A parade sponsored by the Delaware County Farm Bureau kicks off the day's festivities at 3 p.m. July 4. It will step off from the Liberty Gate at the Delaware County Fairgrounds and head east to Pennsylvania Avenue.
The parade will continue south onto Sandusky Street and make a final turn east onto Wilmer Street before dismantling at the Shelby Field parking lot.
Tom Price, owner of Price Marketing and Price-Barnes Organics, will lead the parade, along with his family, as the honorary grand marshal. Price was inducted into the Ohio Agriculture Hall of Fame during last year's Delaware County Fair.
Parade organizer Cathy Dawson said there usually are 50 to 60 groups registered to walk or ride in the parade. Although participation forms can be completed in advance online, Dawson said anyone is invited to register for the parade up until lineup at noon July 4. Participants who will drive the route need only proof of insurance to register.
"We're just hoping to get the community together to help celebrate our independence and honor our veterans," Dawson said.
The Central Ohio Symphony will continue the celebration at 7:30 p.m. on the Phillips Glen lawn at Ohio Wesleyan University.
The free concert will feature patriotic tunes written by American composers, such as John Phillip Sousa's Liberty Bell March and the Armed Forces Salute. Hayes High School students will make an appearance to sing the national anthem, and Jacob Market, an Oberlin Conservatory graduate, will premiere a piece of music that was inspired by the Battle of Lake Erie in 1813.

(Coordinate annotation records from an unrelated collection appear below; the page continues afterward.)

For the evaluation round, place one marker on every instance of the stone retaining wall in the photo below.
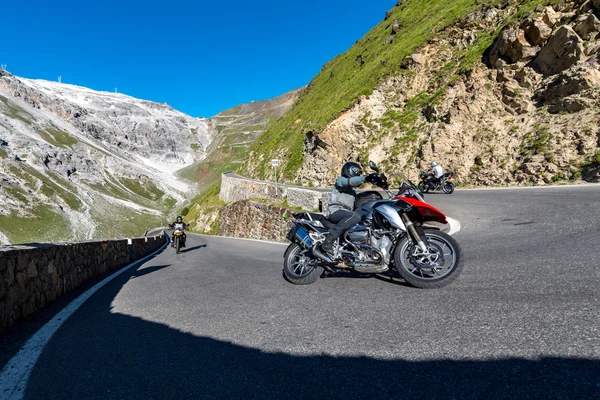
(235, 188)
(33, 275)
(254, 220)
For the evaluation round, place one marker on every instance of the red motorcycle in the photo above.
(394, 233)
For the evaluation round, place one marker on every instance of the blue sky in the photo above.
(201, 57)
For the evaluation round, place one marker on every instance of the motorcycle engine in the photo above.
(384, 244)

Lawn seating at the concert is free, but a limited number of tickets for chairs at the front of the stage can be purchased at the symphony offices, Beehive Books and Buehler's Fresh Foods. Tickets are $5 per chair.

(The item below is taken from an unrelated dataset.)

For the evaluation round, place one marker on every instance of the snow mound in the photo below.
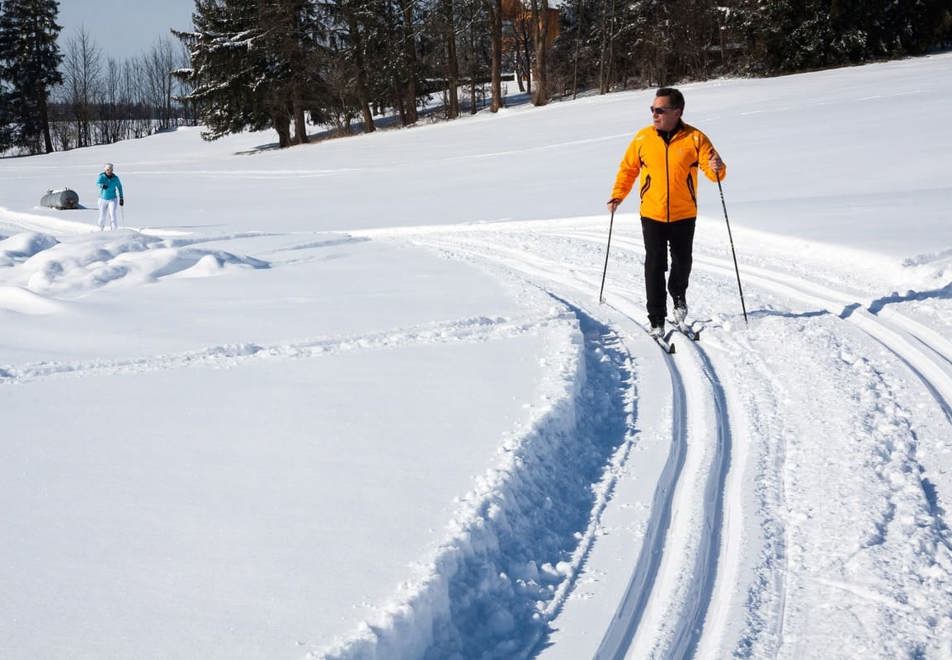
(23, 301)
(24, 245)
(45, 266)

A fireworks show that attracts an estimated 20,000 to downtown Delaware will serve as the grand finale of the concert and the day's events.
For the fourth consecutive year, the celebration has survived with the help of local donors and volunteers. To ensure the fireworks will be set off as usual, local businesses, including Byers Automotive, Meijer and OhioHealth, together donated more than $25,000.
"Delaware is fortunate to have so many great companies step up to keep the annual Fourth of July fireworks show one of our most cherished civic traditions," Mayor Gary Milner said in a Delaware press release. "This is a great example of what can happen when we all pull together."